Diğer bir karayolu ise, Marmara Denizi'nin Güney kıyılarını izleyerek Çanakkale'yi Bursa'ya bağlayan devlet karayolu güzergahı üzerinde bulunan 200-01 ve 2002 no'lu karayolu ilin araç trafiği bakımından en yoğun ve geniş yolunu oluşturmaktadır.
Çanakkale -Ankara güzergahındaki devlet karayolu Lapseki-Biga-Bandırma-Bursa-İnegöl-Bozüyük-Eskişehir-Sivrihisar-Polatlı üzerinden Ankara'ya ulaşmaktadır.
Çanakkale-İstanbul güzergahında bulunan 550-03 nolu devlet karayolu ise Gelibolu yarımadasının doğu kıyılarını takip ederek Keşan veTekirdağ'a ve daha sonrada İstanbul'a ulaşmaktadır.
İl merkezi ilçelerden; Ayvacık'a 68 km, Bayramiç'e 72 km, Biga'ya 94 km, Bozcaada'ya 58 km, Çan'a 77 km, Eceabat'a 5 km, Ezine'ye 46 km, Gelibolu'ya 34 km, Gökçeada'ya 59 km, Lapseki'ye 34 km ve Yenice ilçesine 100 km uzaklıktadır.
Şehir merkezindeki otobüs terminalinden günün her saatinde ilçelere otobüs ve minibüs seferleri yapılmaktadır. Gökçeada'ya yaz-kış Çanakkale'den ve Kabatepe'den gemi seferleri yapılmakta olup günübirlik dönüş imkanı bulunmaktadır. Bozcaada ile ulaşım Geyikli-Yükyeri iskelesinden sağlanmaktadır.

ÇANAKKALE MUTFAĞI

Çanakkale’de yeşil ve mavi kucaklaşır. İçmeleri, ayazması meşhur olan Çanakkale’nin bitkileriyle güzellik ve şifa kaynağı olan mitolojik Kaz Dağını da unutmamak gerekir. Bereketli toprakları tarıma elverişli olduğu gibi hatırı sayılır düzeyde hayvancılık da yapılır. Üretildiği ilçenin adıyla nam salmış Ezine peyniri damak şenlendiren bir lezzettir.

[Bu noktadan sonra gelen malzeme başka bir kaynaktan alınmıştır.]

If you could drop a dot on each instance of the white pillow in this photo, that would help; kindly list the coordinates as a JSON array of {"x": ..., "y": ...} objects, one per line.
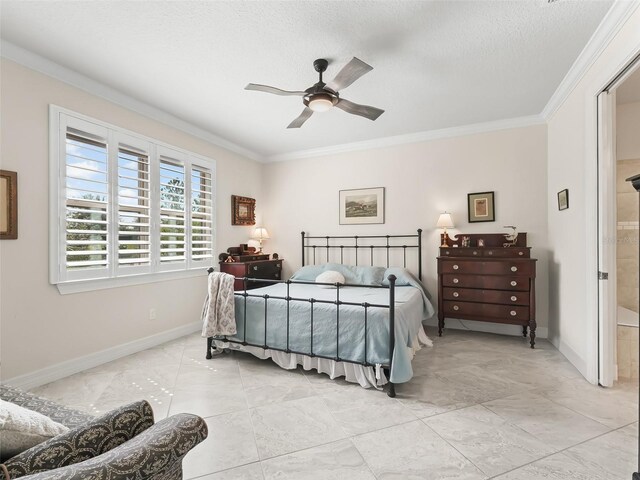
[
  {"x": 330, "y": 276},
  {"x": 21, "y": 429}
]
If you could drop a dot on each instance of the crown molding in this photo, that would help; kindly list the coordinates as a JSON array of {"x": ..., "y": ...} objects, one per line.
[
  {"x": 430, "y": 135},
  {"x": 40, "y": 64},
  {"x": 615, "y": 18}
]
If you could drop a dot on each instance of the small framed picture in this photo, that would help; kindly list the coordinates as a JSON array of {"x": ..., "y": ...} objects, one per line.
[
  {"x": 8, "y": 205},
  {"x": 563, "y": 199},
  {"x": 243, "y": 210},
  {"x": 365, "y": 205},
  {"x": 481, "y": 207}
]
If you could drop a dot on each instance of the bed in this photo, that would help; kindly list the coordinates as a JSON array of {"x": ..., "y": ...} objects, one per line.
[{"x": 366, "y": 330}]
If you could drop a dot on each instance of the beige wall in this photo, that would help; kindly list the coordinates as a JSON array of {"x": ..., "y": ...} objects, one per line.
[
  {"x": 628, "y": 131},
  {"x": 421, "y": 181},
  {"x": 572, "y": 233},
  {"x": 40, "y": 327}
]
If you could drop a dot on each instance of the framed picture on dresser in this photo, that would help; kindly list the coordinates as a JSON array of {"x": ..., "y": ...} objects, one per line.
[{"x": 481, "y": 207}]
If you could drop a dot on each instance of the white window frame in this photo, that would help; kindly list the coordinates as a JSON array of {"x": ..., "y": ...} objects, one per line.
[{"x": 118, "y": 275}]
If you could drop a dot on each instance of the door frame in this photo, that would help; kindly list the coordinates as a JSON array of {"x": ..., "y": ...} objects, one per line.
[{"x": 606, "y": 231}]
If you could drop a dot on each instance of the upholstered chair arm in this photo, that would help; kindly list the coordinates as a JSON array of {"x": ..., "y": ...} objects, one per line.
[
  {"x": 156, "y": 454},
  {"x": 97, "y": 436}
]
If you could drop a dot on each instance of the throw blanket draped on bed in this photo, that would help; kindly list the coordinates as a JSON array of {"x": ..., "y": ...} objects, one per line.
[{"x": 218, "y": 312}]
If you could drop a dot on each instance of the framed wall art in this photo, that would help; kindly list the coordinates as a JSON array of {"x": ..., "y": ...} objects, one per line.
[
  {"x": 563, "y": 199},
  {"x": 362, "y": 206},
  {"x": 481, "y": 207},
  {"x": 8, "y": 205},
  {"x": 243, "y": 210}
]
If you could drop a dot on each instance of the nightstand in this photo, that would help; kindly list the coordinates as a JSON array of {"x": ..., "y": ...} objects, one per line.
[{"x": 253, "y": 268}]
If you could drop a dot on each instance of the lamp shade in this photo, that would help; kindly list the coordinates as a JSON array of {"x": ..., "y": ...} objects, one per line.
[
  {"x": 261, "y": 233},
  {"x": 445, "y": 221}
]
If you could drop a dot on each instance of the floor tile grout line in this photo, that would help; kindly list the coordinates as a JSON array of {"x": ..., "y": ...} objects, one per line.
[
  {"x": 563, "y": 450},
  {"x": 454, "y": 447}
]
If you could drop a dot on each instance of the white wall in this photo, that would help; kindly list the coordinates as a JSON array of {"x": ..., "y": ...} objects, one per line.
[
  {"x": 40, "y": 327},
  {"x": 421, "y": 181},
  {"x": 572, "y": 158}
]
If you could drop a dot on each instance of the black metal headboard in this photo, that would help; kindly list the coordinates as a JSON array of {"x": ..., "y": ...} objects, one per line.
[{"x": 311, "y": 245}]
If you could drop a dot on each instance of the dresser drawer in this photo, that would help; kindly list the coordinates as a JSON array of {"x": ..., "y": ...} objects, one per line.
[
  {"x": 489, "y": 267},
  {"x": 485, "y": 296},
  {"x": 270, "y": 270},
  {"x": 508, "y": 267},
  {"x": 453, "y": 308},
  {"x": 485, "y": 310},
  {"x": 488, "y": 282},
  {"x": 509, "y": 252}
]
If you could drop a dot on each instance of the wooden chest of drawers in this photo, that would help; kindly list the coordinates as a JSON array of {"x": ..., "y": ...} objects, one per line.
[
  {"x": 494, "y": 284},
  {"x": 263, "y": 269}
]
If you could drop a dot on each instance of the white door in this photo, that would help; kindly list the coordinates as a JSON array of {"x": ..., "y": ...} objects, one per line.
[{"x": 607, "y": 238}]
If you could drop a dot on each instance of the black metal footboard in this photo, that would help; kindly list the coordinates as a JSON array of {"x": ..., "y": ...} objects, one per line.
[{"x": 312, "y": 301}]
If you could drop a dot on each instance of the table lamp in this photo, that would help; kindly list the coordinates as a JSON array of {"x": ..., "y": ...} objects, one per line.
[
  {"x": 444, "y": 222},
  {"x": 261, "y": 234}
]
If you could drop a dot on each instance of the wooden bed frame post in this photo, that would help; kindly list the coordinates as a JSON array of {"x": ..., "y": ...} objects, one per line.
[{"x": 392, "y": 330}]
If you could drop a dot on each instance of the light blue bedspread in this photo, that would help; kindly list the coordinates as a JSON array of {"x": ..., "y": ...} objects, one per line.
[{"x": 412, "y": 306}]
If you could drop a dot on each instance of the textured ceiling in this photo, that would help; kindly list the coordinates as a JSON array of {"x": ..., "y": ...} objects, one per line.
[{"x": 437, "y": 64}]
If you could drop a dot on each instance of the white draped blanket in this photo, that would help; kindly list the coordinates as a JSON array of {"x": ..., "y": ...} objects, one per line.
[{"x": 218, "y": 312}]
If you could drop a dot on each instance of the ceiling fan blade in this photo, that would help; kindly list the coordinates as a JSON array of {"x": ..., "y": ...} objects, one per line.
[
  {"x": 372, "y": 113},
  {"x": 349, "y": 74},
  {"x": 274, "y": 90},
  {"x": 303, "y": 117}
]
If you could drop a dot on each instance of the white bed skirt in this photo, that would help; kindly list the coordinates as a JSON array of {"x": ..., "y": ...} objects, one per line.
[{"x": 367, "y": 377}]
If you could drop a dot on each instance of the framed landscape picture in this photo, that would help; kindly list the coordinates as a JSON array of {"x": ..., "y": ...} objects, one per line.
[
  {"x": 362, "y": 206},
  {"x": 481, "y": 207},
  {"x": 243, "y": 210}
]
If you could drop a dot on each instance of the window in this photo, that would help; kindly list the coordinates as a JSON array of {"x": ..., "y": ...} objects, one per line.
[{"x": 124, "y": 206}]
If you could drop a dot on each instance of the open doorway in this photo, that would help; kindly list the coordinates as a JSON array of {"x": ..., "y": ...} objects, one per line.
[{"x": 618, "y": 159}]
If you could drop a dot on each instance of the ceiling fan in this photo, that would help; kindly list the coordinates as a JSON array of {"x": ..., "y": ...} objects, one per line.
[{"x": 322, "y": 96}]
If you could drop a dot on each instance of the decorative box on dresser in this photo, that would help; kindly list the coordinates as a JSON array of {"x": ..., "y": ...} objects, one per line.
[
  {"x": 492, "y": 283},
  {"x": 252, "y": 266}
]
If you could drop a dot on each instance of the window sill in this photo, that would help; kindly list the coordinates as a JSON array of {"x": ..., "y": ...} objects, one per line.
[{"x": 78, "y": 286}]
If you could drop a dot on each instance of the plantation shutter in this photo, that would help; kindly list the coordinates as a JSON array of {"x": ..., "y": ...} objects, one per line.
[
  {"x": 201, "y": 214},
  {"x": 134, "y": 209},
  {"x": 85, "y": 238},
  {"x": 173, "y": 211}
]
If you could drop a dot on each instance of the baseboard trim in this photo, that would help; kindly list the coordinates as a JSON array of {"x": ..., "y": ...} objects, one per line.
[
  {"x": 69, "y": 367},
  {"x": 497, "y": 328},
  {"x": 576, "y": 360}
]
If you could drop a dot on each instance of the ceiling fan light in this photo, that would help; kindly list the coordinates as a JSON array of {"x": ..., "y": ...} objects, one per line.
[{"x": 320, "y": 103}]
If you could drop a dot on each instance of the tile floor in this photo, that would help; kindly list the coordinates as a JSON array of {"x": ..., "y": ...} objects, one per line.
[{"x": 479, "y": 406}]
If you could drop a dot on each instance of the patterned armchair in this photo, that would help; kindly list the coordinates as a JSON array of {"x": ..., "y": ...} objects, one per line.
[{"x": 122, "y": 444}]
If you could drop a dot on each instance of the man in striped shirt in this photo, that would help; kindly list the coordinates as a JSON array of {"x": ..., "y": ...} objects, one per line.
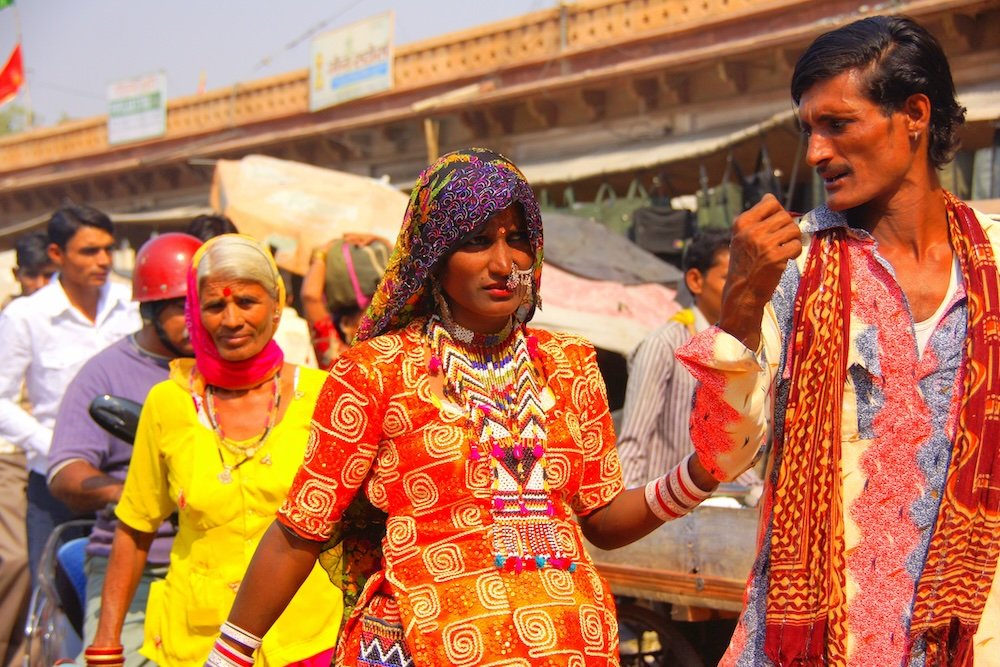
[{"x": 654, "y": 433}]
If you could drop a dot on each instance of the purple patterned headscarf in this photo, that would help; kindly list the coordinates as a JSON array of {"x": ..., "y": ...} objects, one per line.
[{"x": 453, "y": 197}]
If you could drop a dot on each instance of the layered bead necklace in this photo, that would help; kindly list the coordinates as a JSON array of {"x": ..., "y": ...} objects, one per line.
[
  {"x": 246, "y": 451},
  {"x": 493, "y": 378}
]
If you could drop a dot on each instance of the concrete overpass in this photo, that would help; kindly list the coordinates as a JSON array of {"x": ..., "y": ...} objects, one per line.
[{"x": 598, "y": 91}]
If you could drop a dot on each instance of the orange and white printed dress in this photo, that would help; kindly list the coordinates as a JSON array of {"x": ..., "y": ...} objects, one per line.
[{"x": 461, "y": 601}]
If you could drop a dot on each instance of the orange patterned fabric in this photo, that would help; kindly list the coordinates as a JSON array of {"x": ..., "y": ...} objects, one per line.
[
  {"x": 806, "y": 611},
  {"x": 806, "y": 601},
  {"x": 964, "y": 550},
  {"x": 378, "y": 428}
]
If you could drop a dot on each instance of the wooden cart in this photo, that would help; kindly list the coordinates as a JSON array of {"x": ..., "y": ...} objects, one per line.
[{"x": 701, "y": 560}]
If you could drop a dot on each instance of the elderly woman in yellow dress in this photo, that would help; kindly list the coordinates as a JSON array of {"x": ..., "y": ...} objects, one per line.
[{"x": 218, "y": 443}]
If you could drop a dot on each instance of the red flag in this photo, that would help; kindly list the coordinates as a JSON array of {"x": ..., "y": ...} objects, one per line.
[{"x": 12, "y": 76}]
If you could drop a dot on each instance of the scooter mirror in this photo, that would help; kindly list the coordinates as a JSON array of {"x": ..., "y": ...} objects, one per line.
[{"x": 118, "y": 416}]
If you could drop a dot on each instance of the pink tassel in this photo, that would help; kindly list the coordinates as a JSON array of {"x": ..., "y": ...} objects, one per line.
[{"x": 533, "y": 346}]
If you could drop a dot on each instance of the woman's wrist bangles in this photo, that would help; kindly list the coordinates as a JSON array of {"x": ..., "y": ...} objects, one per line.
[
  {"x": 224, "y": 655},
  {"x": 675, "y": 494},
  {"x": 104, "y": 656}
]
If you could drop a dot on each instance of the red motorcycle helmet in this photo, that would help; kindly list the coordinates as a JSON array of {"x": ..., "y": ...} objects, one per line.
[{"x": 161, "y": 267}]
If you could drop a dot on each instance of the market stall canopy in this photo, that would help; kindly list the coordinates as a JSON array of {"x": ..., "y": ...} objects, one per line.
[
  {"x": 297, "y": 207},
  {"x": 589, "y": 249}
]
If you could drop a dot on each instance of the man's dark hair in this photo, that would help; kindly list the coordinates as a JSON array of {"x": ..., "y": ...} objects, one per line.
[
  {"x": 70, "y": 217},
  {"x": 703, "y": 250},
  {"x": 32, "y": 253},
  {"x": 897, "y": 58},
  {"x": 209, "y": 226}
]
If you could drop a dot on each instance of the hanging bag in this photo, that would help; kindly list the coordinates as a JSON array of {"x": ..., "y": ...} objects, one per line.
[
  {"x": 660, "y": 228},
  {"x": 718, "y": 206},
  {"x": 763, "y": 179}
]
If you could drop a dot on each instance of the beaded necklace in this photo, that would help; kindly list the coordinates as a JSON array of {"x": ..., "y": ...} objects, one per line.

Yaygın mandıralarda en kaliteli süt ürünleri hijyenik ortamlarda hazırlanır. Süt ürünleri bakımından bu denli verimli olan şehrin mutfağı da ağırlıklı olarak bu yönde şekillenmiştir. Tatlılardan, yemeklere çoğu yerde ya süt, peynir ve kaymak ya da yoğurt lezzet katan bir unsur olarak eklenir.

Yazın yapılan kışlık hazırlıkları ve hamur işleri de göz dolduran çeşitliliktedir. Toprağı kadar denizi de bereketli olan Çanakkale’de pek çok farklı türde balık ve deniz ürününe de mutfakta yer verilir.

Akıtma, simit lokumu, kaçamak, piruhi, hıdrellez yahnisi, tavuklu mantı ve bakla keşkeği Çanakkale mutfağının yerel lezzetlerindendir.